Former Pastor, KKK Member Convicted of Manslaughter

Former Ku Klux Klansman and Baptist preacher Edgar Ray Killen lost his appeal to the Supreme Court, who upheld the guilty verdict for the three murders of civil rights workers. Killen was convicted of manslaughter in 2005 and sentenced to 60 years in a Mississippi prison, where he will likely spend the rest of his life, given that he is currently 88 years old.

"We, as a family, are very pleased with that rejection and we were rather surprised that the appeal was even being considered," Rev. Julia Chaney Moss, the sister of one of the victims, told CBS News. "I wish the best for Mr. Killen and his family, whatever that can be."

Killen allegedly killed Michael Schwerner, James Chaney, and Andrew Goodman in 1964. The three men, in Mississippi as part of the civil rights movement, disappeared on June 21, 1965 and were later found dead and buried on a nearby farm. Killen was charged with the murders and found guilty of manslaughter; the story led to the famous movie, "Mississippi Burning," which was based on Killen's trial.

Killen was 80 years old when found guilty of manslaughter; jurors reportedly said that they simply did not have enough evidence to convict him of murder, which would have led to a harsher sentence.

"I should say I heard a number of very emotional statements from some of the white jurors," Warren Paprocki, himself a juror, told the New York Times after the trial. "They had tears in their eyes, saying that if they could just have better evidence in the case that they would have convicted him of murder in a minute. Our consensus was the state did not produce a strong enough case."
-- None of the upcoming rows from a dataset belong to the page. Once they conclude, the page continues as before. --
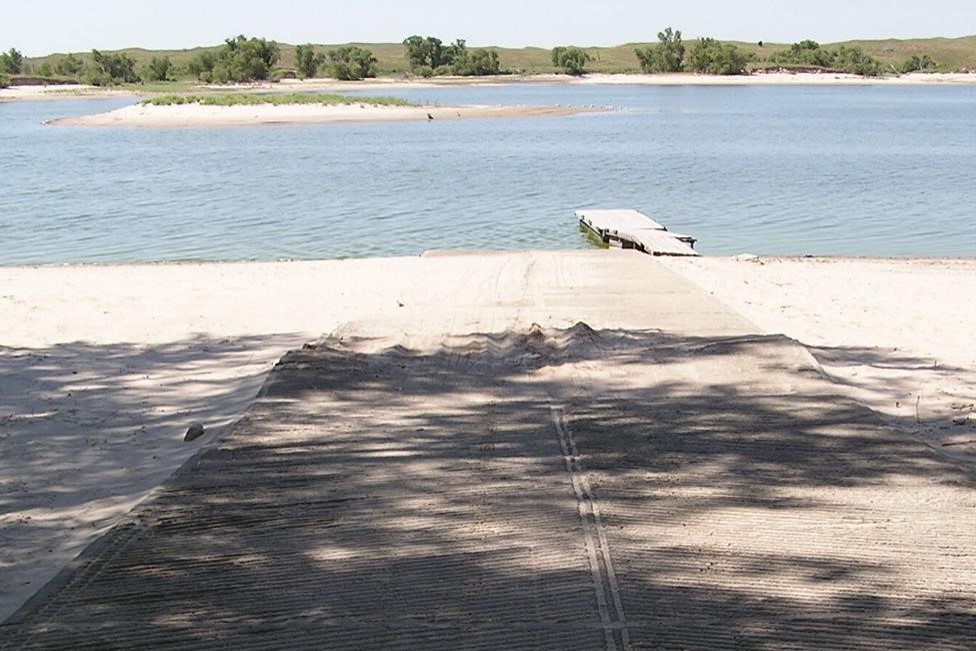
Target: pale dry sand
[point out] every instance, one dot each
(778, 79)
(898, 334)
(196, 115)
(61, 91)
(104, 367)
(76, 91)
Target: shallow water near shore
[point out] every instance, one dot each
(871, 171)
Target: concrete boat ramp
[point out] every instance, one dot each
(688, 485)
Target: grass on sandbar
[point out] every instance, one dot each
(234, 99)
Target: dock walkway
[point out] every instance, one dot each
(632, 229)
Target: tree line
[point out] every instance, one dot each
(428, 56)
(243, 59)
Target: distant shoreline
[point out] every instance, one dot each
(196, 115)
(81, 91)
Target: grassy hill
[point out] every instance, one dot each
(951, 54)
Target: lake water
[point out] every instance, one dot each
(776, 170)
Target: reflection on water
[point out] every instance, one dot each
(843, 170)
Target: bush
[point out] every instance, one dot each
(157, 69)
(11, 62)
(917, 64)
(201, 66)
(571, 60)
(712, 57)
(239, 59)
(351, 63)
(667, 56)
(855, 61)
(108, 69)
(805, 53)
(69, 66)
(307, 62)
(478, 62)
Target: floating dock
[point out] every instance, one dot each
(631, 229)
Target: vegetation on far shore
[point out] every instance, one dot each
(237, 99)
(243, 59)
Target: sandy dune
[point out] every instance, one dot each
(104, 367)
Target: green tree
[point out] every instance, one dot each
(11, 62)
(106, 69)
(571, 60)
(158, 69)
(69, 66)
(712, 57)
(667, 56)
(480, 62)
(244, 59)
(805, 53)
(351, 63)
(307, 62)
(201, 66)
(917, 64)
(855, 61)
(429, 51)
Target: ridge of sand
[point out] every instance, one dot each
(102, 368)
(196, 115)
(539, 488)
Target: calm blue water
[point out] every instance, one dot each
(842, 170)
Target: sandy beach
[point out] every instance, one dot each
(80, 91)
(105, 367)
(196, 115)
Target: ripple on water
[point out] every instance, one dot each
(843, 170)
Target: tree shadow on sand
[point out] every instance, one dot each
(538, 490)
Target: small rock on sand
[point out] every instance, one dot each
(193, 432)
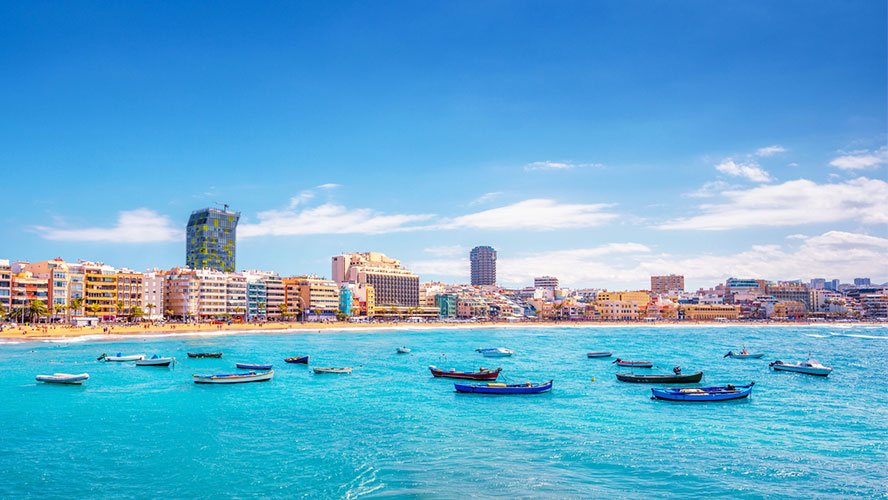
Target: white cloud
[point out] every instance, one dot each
(445, 250)
(749, 170)
(770, 150)
(534, 214)
(555, 165)
(484, 198)
(630, 265)
(858, 160)
(133, 226)
(328, 219)
(793, 203)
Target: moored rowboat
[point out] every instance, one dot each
(677, 378)
(233, 378)
(331, 370)
(63, 378)
(634, 364)
(204, 354)
(494, 388)
(252, 366)
(809, 366)
(481, 374)
(722, 393)
(154, 361)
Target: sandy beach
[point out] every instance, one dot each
(52, 331)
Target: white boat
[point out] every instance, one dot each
(63, 378)
(809, 366)
(318, 369)
(154, 361)
(121, 357)
(496, 352)
(233, 378)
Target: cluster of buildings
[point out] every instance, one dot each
(372, 286)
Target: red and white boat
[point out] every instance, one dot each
(634, 364)
(481, 374)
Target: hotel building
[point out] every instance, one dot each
(483, 266)
(211, 239)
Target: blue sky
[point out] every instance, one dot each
(599, 142)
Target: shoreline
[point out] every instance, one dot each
(55, 333)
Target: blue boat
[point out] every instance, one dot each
(494, 388)
(250, 366)
(720, 393)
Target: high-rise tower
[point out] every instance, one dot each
(211, 239)
(483, 259)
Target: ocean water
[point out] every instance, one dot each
(390, 430)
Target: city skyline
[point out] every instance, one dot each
(330, 136)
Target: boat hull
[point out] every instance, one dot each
(63, 378)
(690, 378)
(502, 389)
(820, 372)
(703, 394)
(154, 362)
(235, 378)
(248, 366)
(480, 375)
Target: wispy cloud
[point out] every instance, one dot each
(750, 170)
(770, 150)
(534, 214)
(133, 226)
(556, 165)
(861, 159)
(793, 203)
(484, 198)
(329, 219)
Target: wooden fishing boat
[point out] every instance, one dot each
(481, 374)
(742, 355)
(721, 393)
(252, 366)
(63, 378)
(233, 378)
(204, 354)
(634, 364)
(121, 357)
(494, 388)
(154, 361)
(809, 367)
(320, 370)
(495, 352)
(676, 378)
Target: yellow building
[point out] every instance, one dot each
(709, 312)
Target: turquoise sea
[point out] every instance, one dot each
(390, 430)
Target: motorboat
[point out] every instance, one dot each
(720, 393)
(233, 378)
(496, 352)
(495, 388)
(481, 374)
(154, 361)
(809, 366)
(63, 378)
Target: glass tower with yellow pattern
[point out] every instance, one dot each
(211, 239)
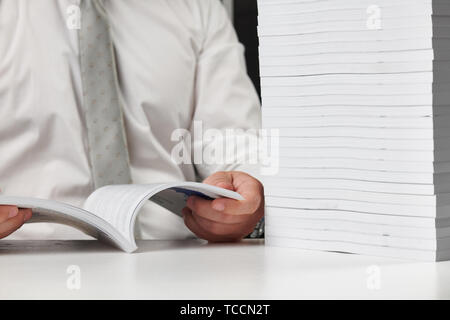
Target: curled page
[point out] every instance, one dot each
(110, 212)
(120, 204)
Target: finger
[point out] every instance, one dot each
(27, 214)
(11, 225)
(221, 179)
(203, 208)
(216, 228)
(252, 191)
(7, 212)
(238, 207)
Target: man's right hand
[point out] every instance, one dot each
(12, 218)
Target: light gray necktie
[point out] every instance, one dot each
(103, 113)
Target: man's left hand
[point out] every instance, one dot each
(226, 219)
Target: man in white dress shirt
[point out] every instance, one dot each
(179, 63)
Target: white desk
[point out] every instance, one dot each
(197, 270)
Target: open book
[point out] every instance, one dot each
(109, 213)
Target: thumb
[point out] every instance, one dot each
(221, 179)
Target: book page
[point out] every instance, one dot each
(119, 204)
(58, 212)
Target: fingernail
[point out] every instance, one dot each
(219, 206)
(27, 215)
(13, 212)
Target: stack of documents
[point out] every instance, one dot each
(360, 93)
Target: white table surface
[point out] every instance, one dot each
(193, 269)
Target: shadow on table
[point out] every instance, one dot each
(93, 246)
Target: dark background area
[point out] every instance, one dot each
(246, 22)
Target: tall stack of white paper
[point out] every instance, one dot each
(360, 92)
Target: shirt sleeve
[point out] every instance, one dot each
(227, 116)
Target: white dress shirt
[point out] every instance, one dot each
(178, 61)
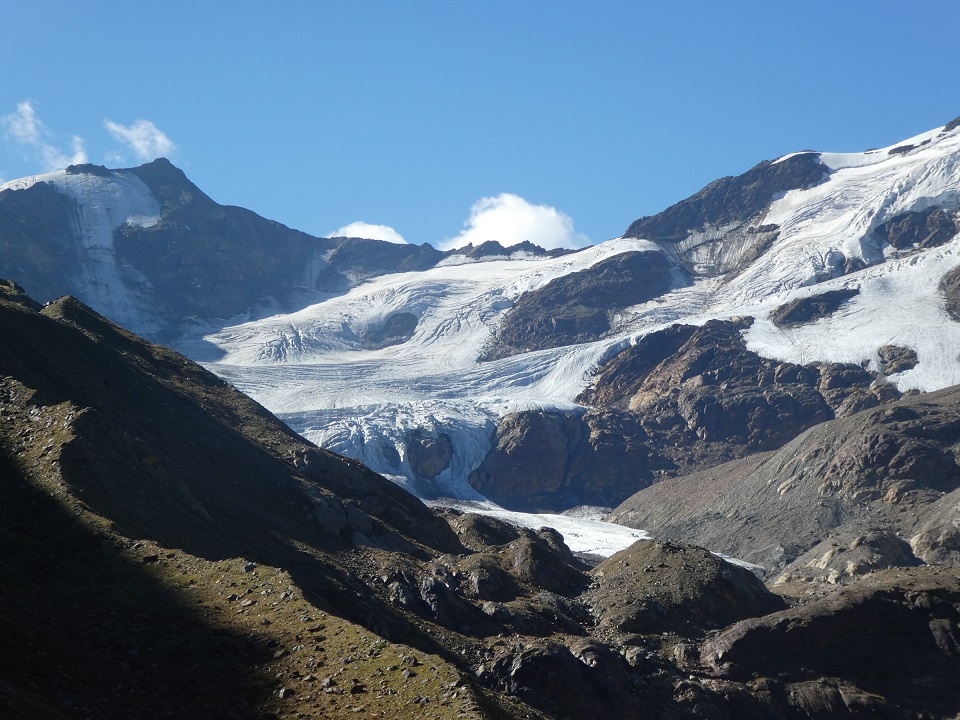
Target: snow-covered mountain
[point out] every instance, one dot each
(409, 359)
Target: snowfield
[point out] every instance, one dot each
(315, 370)
(310, 367)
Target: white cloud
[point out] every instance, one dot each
(28, 131)
(143, 137)
(509, 219)
(370, 232)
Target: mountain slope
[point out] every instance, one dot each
(391, 370)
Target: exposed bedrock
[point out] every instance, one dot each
(891, 640)
(950, 288)
(891, 469)
(681, 398)
(927, 228)
(721, 228)
(578, 307)
(656, 586)
(808, 309)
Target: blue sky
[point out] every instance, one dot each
(558, 121)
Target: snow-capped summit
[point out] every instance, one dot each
(409, 358)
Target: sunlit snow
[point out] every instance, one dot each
(313, 370)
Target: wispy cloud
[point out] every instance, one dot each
(146, 140)
(25, 129)
(509, 219)
(370, 232)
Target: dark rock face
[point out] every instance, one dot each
(492, 248)
(950, 287)
(721, 228)
(429, 455)
(895, 359)
(847, 555)
(860, 640)
(654, 586)
(578, 307)
(924, 229)
(732, 199)
(202, 259)
(397, 329)
(552, 461)
(11, 292)
(804, 310)
(583, 680)
(890, 469)
(33, 225)
(681, 398)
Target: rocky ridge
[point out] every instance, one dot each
(218, 563)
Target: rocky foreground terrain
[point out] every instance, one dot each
(172, 550)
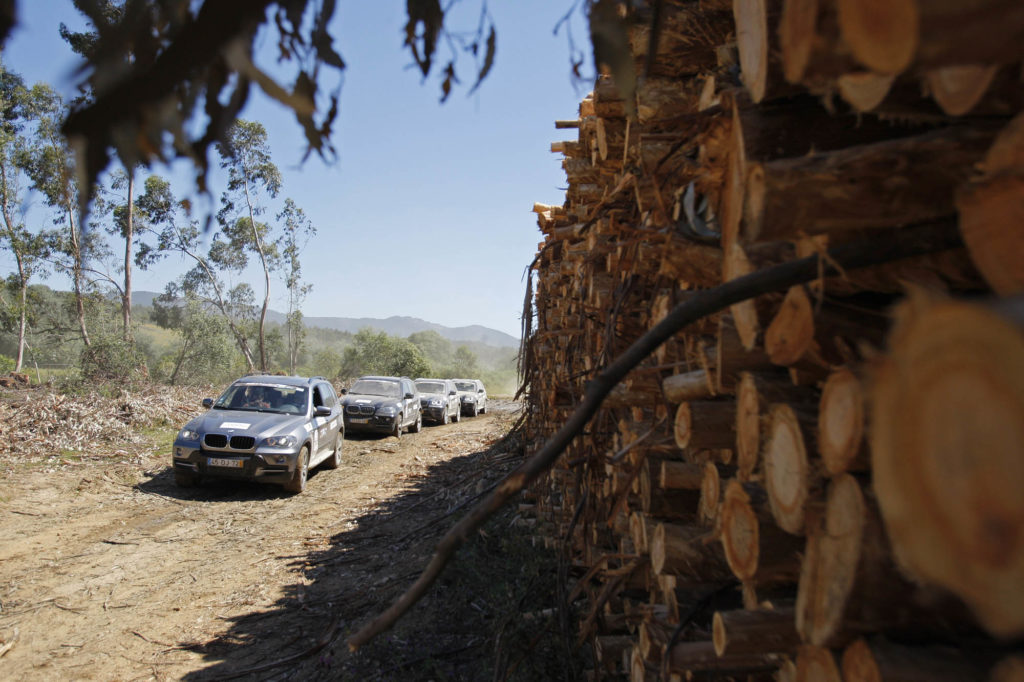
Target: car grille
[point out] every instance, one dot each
(237, 442)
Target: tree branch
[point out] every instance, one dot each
(875, 250)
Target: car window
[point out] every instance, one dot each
(377, 387)
(327, 394)
(431, 387)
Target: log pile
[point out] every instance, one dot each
(822, 482)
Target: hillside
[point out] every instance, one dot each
(400, 326)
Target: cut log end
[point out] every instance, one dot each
(785, 469)
(947, 432)
(841, 421)
(739, 531)
(882, 34)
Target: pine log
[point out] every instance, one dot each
(841, 424)
(791, 333)
(760, 631)
(957, 89)
(893, 36)
(868, 186)
(880, 661)
(788, 475)
(705, 424)
(681, 475)
(864, 91)
(687, 386)
(991, 212)
(946, 437)
(748, 426)
(680, 550)
(815, 664)
(700, 657)
(755, 549)
(711, 493)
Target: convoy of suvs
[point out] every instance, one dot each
(275, 429)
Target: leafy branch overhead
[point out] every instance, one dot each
(168, 79)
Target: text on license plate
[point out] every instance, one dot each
(215, 462)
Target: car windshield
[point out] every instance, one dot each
(430, 386)
(376, 387)
(264, 397)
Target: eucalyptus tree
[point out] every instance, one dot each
(28, 248)
(252, 177)
(297, 230)
(49, 163)
(173, 232)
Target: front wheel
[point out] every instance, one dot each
(335, 460)
(298, 482)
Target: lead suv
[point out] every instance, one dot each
(382, 405)
(264, 428)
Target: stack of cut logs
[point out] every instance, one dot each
(820, 483)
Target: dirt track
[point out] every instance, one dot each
(110, 571)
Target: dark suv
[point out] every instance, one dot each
(264, 428)
(382, 405)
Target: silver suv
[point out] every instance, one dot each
(439, 400)
(382, 405)
(264, 428)
(473, 396)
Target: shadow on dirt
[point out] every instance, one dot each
(469, 627)
(214, 489)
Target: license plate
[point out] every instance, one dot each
(235, 464)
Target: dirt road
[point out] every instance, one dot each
(111, 572)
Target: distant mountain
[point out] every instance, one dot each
(400, 326)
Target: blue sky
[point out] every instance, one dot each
(427, 211)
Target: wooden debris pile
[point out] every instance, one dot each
(822, 479)
(37, 424)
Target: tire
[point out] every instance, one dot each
(335, 460)
(298, 482)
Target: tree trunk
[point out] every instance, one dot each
(129, 240)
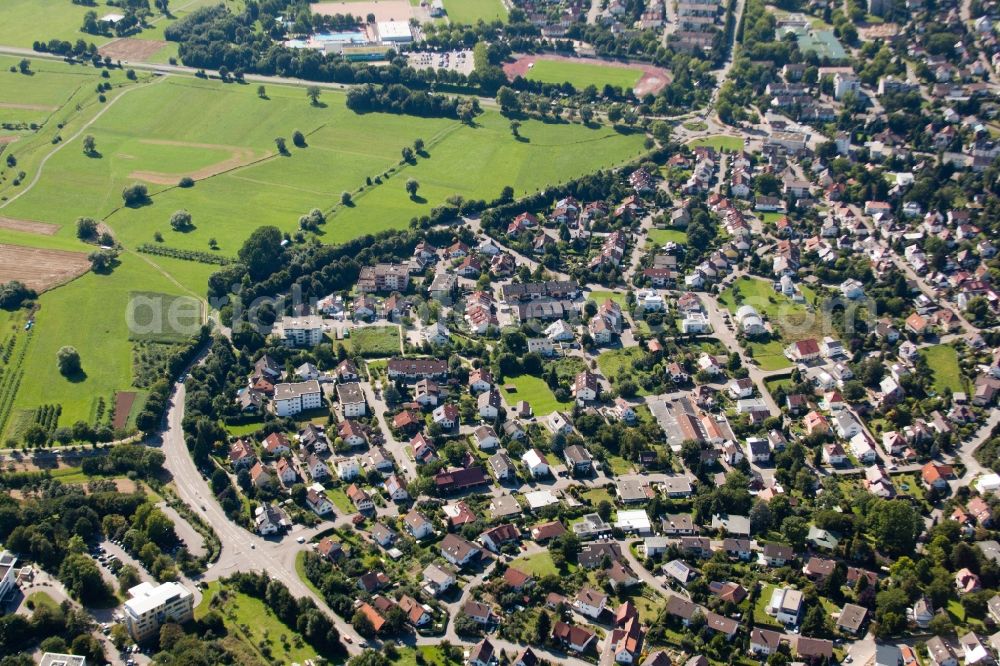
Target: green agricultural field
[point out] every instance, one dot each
(27, 21)
(729, 144)
(31, 98)
(470, 12)
(533, 389)
(148, 137)
(583, 74)
(89, 314)
(943, 362)
(550, 153)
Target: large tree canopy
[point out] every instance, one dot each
(261, 252)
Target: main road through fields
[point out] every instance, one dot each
(192, 71)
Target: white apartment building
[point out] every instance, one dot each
(290, 399)
(150, 606)
(301, 331)
(8, 573)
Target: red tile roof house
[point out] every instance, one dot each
(517, 579)
(803, 350)
(479, 612)
(575, 638)
(966, 581)
(936, 476)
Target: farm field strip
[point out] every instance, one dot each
(148, 130)
(471, 11)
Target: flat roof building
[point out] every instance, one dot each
(150, 606)
(397, 32)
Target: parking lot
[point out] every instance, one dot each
(459, 61)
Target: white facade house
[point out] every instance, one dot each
(750, 321)
(694, 322)
(150, 606)
(290, 399)
(536, 463)
(352, 400)
(635, 521)
(300, 331)
(7, 573)
(785, 605)
(348, 469)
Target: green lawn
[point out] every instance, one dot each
(617, 363)
(600, 296)
(431, 656)
(774, 384)
(40, 600)
(255, 624)
(663, 236)
(371, 341)
(943, 362)
(597, 495)
(341, 500)
(760, 615)
(770, 355)
(48, 87)
(793, 320)
(27, 21)
(470, 12)
(729, 144)
(221, 125)
(533, 389)
(539, 564)
(244, 429)
(583, 74)
(89, 314)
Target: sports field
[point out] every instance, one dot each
(582, 74)
(157, 130)
(472, 11)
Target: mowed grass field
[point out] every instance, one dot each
(90, 314)
(26, 21)
(175, 126)
(150, 129)
(538, 394)
(582, 74)
(943, 362)
(469, 12)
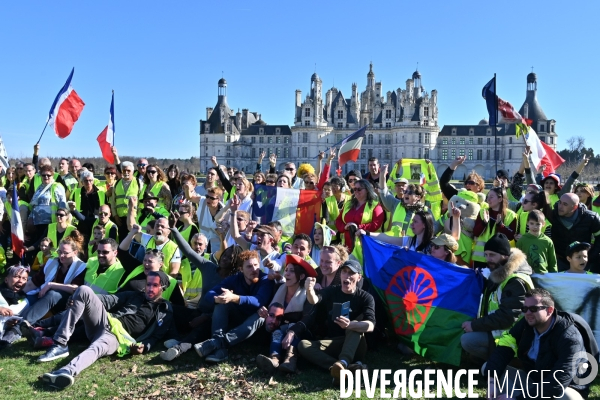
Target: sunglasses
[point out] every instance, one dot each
(532, 308)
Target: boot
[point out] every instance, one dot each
(289, 363)
(268, 364)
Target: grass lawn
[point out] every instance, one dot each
(188, 377)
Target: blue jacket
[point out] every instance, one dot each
(252, 297)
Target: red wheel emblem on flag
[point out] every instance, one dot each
(410, 295)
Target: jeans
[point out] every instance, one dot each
(231, 326)
(53, 299)
(87, 307)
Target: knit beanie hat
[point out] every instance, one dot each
(498, 244)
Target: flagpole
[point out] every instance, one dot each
(495, 129)
(43, 130)
(112, 115)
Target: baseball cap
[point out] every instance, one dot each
(446, 240)
(353, 265)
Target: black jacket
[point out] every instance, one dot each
(586, 225)
(557, 351)
(126, 303)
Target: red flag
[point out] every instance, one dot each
(552, 160)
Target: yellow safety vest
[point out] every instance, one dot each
(496, 296)
(155, 190)
(365, 219)
(122, 198)
(76, 196)
(106, 282)
(432, 184)
(168, 250)
(478, 251)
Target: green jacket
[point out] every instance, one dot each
(539, 251)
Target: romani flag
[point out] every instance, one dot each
(16, 227)
(106, 138)
(296, 210)
(427, 299)
(350, 147)
(500, 111)
(66, 109)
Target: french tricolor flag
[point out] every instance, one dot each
(16, 227)
(106, 138)
(66, 109)
(350, 147)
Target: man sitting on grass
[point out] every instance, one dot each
(345, 343)
(111, 322)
"Even though it's not murder, manslaughter is a serious felony crime," Andrew Cohen told CBS News. "It almost certainly will involve significant prison time which means the conviction is tantamount to a death sentence for the frail Killen."

Authorities never believed that Killen worked alone but was only able to convict him on the charges. He has appealed the conviction time-after-time but has never been successful. Mississippi's Attorney General, Jim Hood, has asked Killen to cooperate and reveal all about the murders and help bring others to conviction.

This is only the latest in a series of appeals to be denied by the court, but now that the Supreme Court has weighed in, it could be his last.